往年の名選手が登場するというのがマスターズリーグの第一の売りだったと思うが、年齢的にどう考えても無理はさせられないという人もいる。またそういう人達に野球そのものができるとしても(実際還暦野球というものもあり、下手な若いチームより強かったりするが)、引退して間もない三十代の選手と同じ土俵でやる事に無理は無いだろうか。
もちろんどんな世代のリーグがあっても良いが、明らかに身体能力に差がある編成は、普通のスポーツでは当然問題になる。

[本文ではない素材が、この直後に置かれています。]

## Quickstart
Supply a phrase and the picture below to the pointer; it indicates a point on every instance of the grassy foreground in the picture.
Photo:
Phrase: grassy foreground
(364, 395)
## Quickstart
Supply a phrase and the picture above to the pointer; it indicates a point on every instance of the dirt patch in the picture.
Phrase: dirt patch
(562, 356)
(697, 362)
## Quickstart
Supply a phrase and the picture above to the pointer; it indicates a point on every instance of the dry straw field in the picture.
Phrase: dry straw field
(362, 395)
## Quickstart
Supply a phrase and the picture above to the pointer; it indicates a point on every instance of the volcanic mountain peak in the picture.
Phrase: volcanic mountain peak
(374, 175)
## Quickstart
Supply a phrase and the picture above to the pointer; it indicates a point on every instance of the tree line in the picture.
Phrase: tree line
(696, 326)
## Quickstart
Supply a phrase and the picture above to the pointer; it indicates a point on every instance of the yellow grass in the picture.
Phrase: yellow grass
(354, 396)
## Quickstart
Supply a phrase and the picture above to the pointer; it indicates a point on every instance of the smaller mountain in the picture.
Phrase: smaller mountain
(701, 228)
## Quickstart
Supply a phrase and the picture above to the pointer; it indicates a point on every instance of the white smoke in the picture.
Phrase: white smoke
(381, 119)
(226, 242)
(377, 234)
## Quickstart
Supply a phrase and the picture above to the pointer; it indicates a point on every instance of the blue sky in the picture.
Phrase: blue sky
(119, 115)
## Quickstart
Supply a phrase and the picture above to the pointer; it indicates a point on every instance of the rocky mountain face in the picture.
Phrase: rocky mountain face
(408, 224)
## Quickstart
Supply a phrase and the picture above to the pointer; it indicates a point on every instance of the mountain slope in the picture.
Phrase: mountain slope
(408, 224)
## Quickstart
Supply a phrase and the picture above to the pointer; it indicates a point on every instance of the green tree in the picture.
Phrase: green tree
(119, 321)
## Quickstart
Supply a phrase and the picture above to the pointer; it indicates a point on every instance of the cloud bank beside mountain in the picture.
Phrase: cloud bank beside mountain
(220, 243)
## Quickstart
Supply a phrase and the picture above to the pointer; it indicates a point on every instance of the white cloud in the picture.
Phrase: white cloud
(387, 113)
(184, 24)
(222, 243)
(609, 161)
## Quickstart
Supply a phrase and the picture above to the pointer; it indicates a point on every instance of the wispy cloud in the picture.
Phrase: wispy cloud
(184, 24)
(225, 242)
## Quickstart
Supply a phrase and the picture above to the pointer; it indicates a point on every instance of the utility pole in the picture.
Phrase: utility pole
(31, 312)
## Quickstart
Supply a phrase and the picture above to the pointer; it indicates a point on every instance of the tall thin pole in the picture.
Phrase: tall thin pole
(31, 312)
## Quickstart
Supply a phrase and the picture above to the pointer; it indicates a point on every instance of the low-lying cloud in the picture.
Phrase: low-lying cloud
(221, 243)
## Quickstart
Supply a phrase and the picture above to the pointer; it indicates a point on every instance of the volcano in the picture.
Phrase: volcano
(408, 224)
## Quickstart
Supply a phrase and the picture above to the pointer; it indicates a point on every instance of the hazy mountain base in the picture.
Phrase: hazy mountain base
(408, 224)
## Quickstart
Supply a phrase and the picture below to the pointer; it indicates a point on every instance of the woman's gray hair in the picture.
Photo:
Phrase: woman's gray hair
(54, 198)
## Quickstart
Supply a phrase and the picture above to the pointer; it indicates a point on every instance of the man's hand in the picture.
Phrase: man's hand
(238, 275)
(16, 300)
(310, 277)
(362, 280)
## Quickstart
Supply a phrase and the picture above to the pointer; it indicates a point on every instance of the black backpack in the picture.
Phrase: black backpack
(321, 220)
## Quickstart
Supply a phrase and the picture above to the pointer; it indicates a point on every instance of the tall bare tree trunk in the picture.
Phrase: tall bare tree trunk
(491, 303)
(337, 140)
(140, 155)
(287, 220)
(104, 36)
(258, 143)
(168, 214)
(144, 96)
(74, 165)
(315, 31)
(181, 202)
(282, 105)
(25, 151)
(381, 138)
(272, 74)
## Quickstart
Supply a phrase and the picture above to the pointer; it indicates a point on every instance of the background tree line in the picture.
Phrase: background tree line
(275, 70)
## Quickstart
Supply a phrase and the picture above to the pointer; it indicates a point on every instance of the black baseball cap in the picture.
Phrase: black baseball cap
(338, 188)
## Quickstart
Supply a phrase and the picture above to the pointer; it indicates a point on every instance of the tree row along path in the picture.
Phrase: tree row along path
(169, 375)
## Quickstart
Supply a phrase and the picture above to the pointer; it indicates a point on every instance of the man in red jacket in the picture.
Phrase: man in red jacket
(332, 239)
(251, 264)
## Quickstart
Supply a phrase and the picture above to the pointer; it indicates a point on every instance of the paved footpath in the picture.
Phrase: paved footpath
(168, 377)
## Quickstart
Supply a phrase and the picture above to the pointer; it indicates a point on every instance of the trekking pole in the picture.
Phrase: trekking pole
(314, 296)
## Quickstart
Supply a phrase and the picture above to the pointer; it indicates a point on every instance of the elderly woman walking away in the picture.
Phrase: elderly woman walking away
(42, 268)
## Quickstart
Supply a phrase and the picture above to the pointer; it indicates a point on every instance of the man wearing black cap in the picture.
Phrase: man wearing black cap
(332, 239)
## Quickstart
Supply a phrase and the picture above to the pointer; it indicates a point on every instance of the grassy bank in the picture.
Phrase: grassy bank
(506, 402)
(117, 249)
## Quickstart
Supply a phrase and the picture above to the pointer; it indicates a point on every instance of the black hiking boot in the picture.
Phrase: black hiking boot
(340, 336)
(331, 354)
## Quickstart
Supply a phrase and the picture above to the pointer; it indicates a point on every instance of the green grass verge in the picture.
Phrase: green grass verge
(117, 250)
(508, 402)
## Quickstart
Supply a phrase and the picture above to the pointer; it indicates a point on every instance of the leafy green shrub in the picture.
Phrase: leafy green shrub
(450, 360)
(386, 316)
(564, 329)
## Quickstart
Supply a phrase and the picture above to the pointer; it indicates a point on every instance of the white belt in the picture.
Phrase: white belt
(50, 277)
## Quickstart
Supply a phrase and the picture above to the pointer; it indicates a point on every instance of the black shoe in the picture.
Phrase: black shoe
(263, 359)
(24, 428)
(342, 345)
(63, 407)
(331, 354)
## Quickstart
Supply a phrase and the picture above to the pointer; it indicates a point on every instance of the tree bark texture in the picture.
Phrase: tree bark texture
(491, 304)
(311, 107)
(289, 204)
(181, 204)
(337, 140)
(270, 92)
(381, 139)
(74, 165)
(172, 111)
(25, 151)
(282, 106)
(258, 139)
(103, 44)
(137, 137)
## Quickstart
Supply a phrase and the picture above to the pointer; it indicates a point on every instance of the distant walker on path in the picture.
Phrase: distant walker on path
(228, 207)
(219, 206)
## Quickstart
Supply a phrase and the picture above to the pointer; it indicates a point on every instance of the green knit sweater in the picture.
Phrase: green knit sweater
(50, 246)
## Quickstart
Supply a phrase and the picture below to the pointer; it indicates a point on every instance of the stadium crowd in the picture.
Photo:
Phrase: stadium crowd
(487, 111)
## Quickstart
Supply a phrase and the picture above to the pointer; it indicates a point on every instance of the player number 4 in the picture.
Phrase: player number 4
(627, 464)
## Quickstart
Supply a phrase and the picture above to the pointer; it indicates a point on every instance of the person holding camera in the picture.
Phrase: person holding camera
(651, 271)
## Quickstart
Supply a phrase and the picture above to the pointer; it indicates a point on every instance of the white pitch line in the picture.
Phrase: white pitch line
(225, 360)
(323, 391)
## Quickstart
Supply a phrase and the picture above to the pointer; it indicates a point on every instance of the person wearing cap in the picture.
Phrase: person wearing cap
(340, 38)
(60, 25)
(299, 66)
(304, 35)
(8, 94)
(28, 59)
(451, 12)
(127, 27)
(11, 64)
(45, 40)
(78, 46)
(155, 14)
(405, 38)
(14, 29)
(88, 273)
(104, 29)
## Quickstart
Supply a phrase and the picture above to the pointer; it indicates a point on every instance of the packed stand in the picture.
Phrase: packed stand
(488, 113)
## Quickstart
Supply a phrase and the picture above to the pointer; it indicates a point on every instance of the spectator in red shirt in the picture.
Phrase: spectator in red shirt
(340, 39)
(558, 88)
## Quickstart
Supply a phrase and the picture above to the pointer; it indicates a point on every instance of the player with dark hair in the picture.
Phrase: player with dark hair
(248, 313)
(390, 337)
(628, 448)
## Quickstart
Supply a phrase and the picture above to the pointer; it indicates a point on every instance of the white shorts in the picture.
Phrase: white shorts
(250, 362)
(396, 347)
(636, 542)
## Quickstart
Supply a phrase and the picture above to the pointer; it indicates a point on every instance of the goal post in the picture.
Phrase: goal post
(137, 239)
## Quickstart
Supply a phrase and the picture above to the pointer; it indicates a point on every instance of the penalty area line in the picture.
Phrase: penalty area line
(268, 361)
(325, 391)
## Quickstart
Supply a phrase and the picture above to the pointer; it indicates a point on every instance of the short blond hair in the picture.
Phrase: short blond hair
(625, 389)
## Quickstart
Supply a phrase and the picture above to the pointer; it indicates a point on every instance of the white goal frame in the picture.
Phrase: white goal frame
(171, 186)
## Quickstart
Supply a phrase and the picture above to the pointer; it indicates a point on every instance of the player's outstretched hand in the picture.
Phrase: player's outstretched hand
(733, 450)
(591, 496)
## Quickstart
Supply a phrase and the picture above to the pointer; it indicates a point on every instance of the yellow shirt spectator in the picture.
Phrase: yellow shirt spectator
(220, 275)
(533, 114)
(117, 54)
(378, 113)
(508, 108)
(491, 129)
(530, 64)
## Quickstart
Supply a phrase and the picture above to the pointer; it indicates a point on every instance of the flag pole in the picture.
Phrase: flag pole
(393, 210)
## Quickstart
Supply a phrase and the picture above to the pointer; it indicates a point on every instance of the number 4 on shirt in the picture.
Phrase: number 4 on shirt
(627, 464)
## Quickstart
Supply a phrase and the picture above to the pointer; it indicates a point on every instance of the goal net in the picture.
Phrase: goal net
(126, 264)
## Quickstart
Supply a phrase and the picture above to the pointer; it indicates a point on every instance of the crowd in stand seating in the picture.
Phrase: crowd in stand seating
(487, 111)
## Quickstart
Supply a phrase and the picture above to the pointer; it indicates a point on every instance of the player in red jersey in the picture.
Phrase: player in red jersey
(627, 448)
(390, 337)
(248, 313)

プレーの質などは度外視した、往年の名選手が登場するイベントは十分価値があるし、楽しい。しかしそれは単発のイベントとしてやるから面白いのであって、少なくとも5チーム総当り40試合のリーグを作ってまでやるものではないと思う。第一、飽きられる。
要は「マスターズ」を名乗って行う以上、それにふさわしいものであって欲しい。少なくともゴルフや競泳の「マスターズ」に対して恥ずかしくないものであって欲しいのだ。ましてやお金を取って行う以上は。
逆に「マスターズ」が高い質を保ち、当たり前のように定着すれば、何だかんだ言っても「新興」のスポーツである野球のステータスも上がるように思える。引退後、半端なタレントになるよりもそこでプレーする方が尊敬される。そんなマスターズリーグがあったらと思う。
例えば、こんなストーリーを妄想している。
そんな、マスターズならではのドラマが観たい。
ついでに体制レベルの話を。ドームを本拠地にという事ならば、西武ドームにチームがあっても良い気がするが、冬場にやる事を考えるとやはり無理か。ならば大館樹海ドームを本拠地に、東北出身の選手を集めたチームを作るのはどうだろう。広さもキャパも、マスターズリーグには丁度良い気がする。そんなつまらない話も付け足しておきたい。